Loading an environment, an agent and a discretizer; the necessary elements to generate a Policy Graph.

In [73]:
import gymnasium as gym

from example.cartpole.discretizer import CartpoleDiscretizer

In [74]:
import torch

In [75]:
environment = gym.make('CartPole-v1')
discretizer = CartpoleDiscretizer()

In [76]:
from pgeon import Agent
from ray.rllib.algorithms.algorithm import Algorithm

class CartpoleAgent(Agent):
    def __init__(self, path):
        self.agent = Algorithm.from_checkpoint(path)

    def act(self, state):
        return self.agent.compute_single_action(state)

In [77]:
agent = CartpoleAgent('checkpoints/PPO_CartPole-v1_1acbb_00000_0_2023-12-05_19-28-36/checkpoint_000000')

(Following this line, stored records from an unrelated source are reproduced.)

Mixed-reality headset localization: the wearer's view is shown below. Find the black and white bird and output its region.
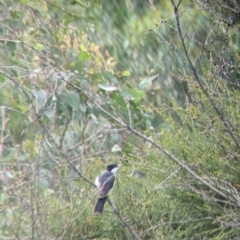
[94,164,120,214]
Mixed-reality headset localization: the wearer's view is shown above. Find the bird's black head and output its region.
[107,163,119,172]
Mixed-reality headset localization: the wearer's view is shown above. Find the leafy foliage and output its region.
[0,0,240,239]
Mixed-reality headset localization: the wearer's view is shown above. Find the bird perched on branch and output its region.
[94,164,120,214]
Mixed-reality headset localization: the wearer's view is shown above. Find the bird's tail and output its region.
[94,197,107,214]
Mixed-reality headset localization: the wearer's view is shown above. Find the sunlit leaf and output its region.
[98,84,118,92]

`UnifiedLogger` will be removed in Ray 2.7.
  return UnifiedLogger(config, logdir, loggers=None)
The `JsonLogger interface is deprecated in favor of the `ray.tune.json.JsonLoggerCallback` interface and will be removed in Ray 2.7.
  self._loggers.append(cls(self.config, self.logdir, self.trial))
The `CSVLogger interface is deprecated in favor of the `ray.tune.csv.CSVLoggerCallback` interface and will be removed in Ray 2.7.
  self._loggers.append(cls(self.config, self.logdir, self.trial))
The `TBXLogger interface is deprecated in favor of the `ray.tune.tensorboardx.TBXLoggerCallback` interface and will be removed in Ray 2.7.
  self._loggers.append(cls(self.config, self.logdir, self.trial))


## Policy Graph generation

In [78]:
from pgeon import PolicyGraph

Policy Graphs are instantiated with an environment and a discretizer.

In [79]:
pg = PolicyGraph(environment, discretizer)

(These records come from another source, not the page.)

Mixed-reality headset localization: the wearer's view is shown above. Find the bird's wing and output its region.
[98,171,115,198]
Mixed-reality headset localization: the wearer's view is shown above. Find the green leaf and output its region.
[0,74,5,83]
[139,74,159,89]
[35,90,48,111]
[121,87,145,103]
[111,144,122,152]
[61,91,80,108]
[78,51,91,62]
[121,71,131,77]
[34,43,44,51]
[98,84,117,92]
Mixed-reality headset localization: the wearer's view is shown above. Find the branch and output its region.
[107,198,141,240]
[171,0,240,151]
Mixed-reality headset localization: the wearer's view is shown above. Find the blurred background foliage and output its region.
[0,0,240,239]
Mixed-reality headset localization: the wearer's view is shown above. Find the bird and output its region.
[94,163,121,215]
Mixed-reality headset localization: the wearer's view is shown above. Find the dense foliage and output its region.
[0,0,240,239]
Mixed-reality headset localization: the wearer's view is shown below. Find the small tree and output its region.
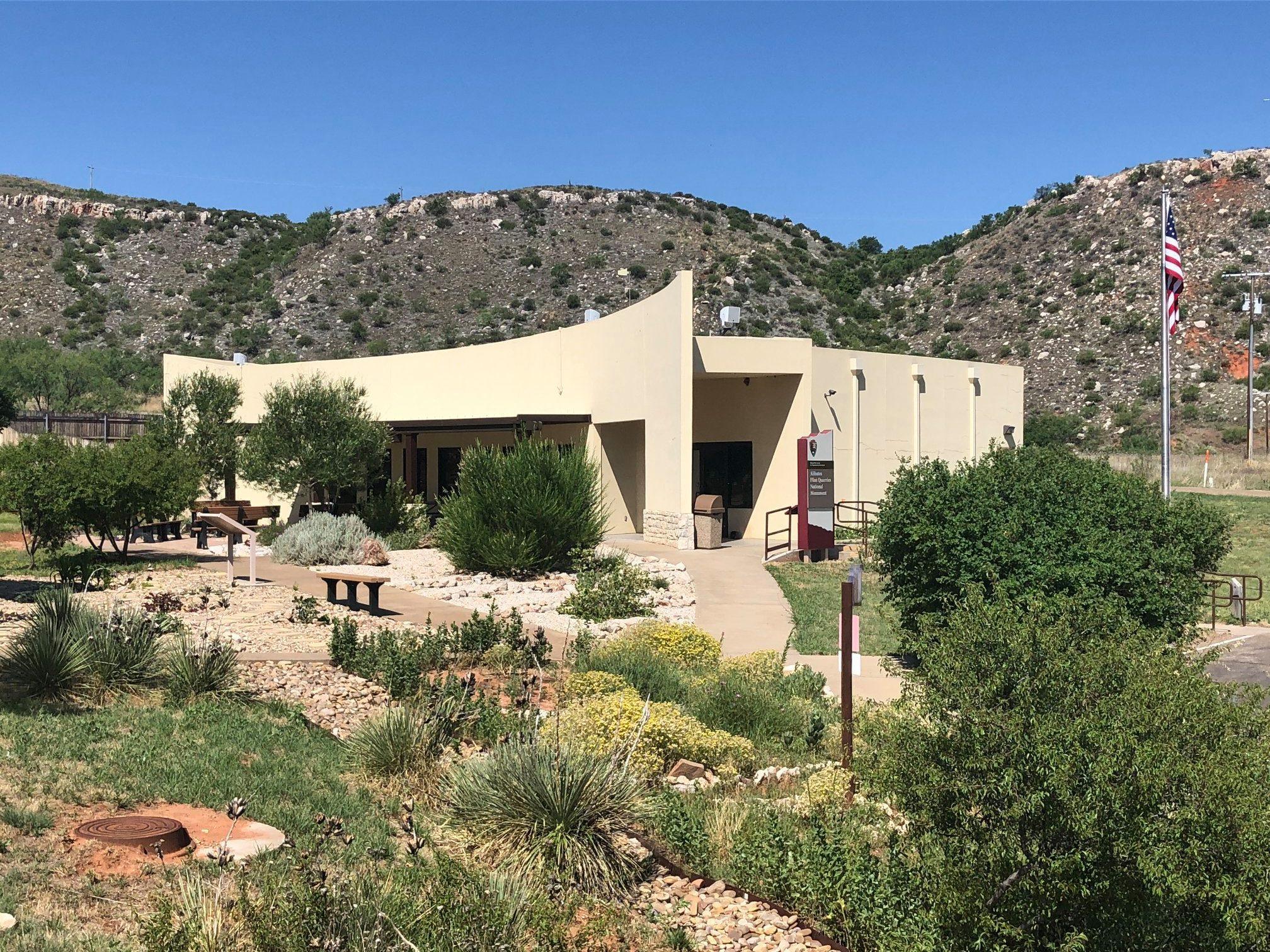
[0,433,75,565]
[157,371,244,499]
[243,375,389,501]
[67,434,202,558]
[861,591,1270,951]
[433,438,606,576]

We generate a Policy Graph with the `fit()` function, in this case generating 1000 episode trajectories from our agent. If the PG has been previously fit, one can choose to update the PG with new trajectories (instead of re-generating the PG) with `update=True`.

In [80]:
pg = pg.fit(agent, num_episodes=200, update=False)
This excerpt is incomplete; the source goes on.